Ven. Bhikkhu Bodhi
From March 25th to March 29th, a “Planet Under Pressure” conference was convened in London as a prelude to the Rio+20 convocation due to take place in June this year. The conference brought together scientists, economists, and policy experts to explore the formidable challenges we face as a global community. These challenges span multiple dimensions—scientific, social, economic, environmental, and educational—but they are intimately interconnected and the hub on which they all converge is the task that engages Buddhist Global Relief. This is the need to produce sufficient food to feed a global population that by mid-century is likely to hit nine billion people, and to do so on a planet going through cataclysmic changes.

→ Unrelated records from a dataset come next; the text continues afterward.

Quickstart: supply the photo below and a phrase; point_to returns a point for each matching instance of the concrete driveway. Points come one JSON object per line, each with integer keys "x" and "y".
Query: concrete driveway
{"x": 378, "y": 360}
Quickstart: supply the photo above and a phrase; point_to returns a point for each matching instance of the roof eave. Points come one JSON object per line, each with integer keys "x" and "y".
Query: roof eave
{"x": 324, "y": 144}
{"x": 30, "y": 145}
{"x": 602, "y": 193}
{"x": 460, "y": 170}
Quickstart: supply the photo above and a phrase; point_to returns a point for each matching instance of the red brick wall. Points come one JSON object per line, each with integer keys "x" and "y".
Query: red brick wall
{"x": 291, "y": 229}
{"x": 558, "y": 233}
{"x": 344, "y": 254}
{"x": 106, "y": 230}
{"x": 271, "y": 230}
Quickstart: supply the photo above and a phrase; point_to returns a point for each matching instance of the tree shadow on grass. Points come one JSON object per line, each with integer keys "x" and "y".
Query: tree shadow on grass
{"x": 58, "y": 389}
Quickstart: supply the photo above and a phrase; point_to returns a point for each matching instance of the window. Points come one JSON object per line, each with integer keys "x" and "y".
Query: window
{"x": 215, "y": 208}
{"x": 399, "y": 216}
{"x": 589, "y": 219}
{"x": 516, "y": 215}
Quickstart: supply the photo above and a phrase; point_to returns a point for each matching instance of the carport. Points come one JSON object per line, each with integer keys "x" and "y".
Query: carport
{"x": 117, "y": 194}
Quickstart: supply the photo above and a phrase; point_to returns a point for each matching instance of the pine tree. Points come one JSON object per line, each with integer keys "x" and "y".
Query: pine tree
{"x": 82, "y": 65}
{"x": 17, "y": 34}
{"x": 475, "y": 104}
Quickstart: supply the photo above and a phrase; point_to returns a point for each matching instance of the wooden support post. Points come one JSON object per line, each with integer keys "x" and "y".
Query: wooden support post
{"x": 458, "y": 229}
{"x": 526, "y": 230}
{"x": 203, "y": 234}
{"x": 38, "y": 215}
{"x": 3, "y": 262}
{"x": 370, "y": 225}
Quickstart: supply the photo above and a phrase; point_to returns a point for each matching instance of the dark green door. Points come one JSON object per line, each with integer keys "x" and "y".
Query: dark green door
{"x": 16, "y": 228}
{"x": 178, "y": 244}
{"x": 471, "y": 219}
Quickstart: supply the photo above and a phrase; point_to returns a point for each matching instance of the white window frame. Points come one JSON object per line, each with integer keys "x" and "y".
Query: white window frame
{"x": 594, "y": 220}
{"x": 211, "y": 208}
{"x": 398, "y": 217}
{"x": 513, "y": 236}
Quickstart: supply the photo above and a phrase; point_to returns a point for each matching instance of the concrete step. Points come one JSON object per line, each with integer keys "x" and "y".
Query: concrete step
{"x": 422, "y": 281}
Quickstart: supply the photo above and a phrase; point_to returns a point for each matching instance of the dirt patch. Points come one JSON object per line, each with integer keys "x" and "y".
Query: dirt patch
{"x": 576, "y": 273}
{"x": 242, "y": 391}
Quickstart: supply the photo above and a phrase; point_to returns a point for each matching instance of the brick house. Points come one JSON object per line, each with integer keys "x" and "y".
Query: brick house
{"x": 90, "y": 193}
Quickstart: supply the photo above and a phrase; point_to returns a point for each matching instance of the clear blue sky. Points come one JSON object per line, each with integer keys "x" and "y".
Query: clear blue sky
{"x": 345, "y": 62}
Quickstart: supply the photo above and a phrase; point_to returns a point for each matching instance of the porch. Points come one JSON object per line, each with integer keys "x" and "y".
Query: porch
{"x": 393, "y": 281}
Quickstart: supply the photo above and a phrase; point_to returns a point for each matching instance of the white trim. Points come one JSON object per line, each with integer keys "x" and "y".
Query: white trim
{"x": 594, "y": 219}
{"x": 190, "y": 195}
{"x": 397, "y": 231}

Although at present the world produces a surplus of food, close to a billion people, mainly in the global South, struggle daily with the ordeal of chronic hunger and malnutrition. The industrialized North, in contrast, faces a problem of a different sort. Here, millions consume to excess foods loaded with fats, sugars, and salt. The result is high rates of chronic illnesses such as cancer, diabetes, and heart disease. These conditions prevail most among the poor, for it is those who cannot afford nutritious food that are compelled to resort to cheap, calorie-laden substitutes detrimental to their health.
The problem we must solve, and solve with utmost urgency, is increasing agricultural productivity while at the same time ensuring greater equity in the distribution of food, especially for those at risk. If, despite a surplus of food production, a billion people still go hungry today, our task will be so much more difficult in 2050, when there are two billion more bellies to feed. Not only will the numbers of people rise, but the planet will also continue to heat up, resulting in diminished agricultural yields. To shift the arc away from crushing malnutrition will require drastic changes in the prevailing food system, which is currently geared more toward profits than toward health and food justice.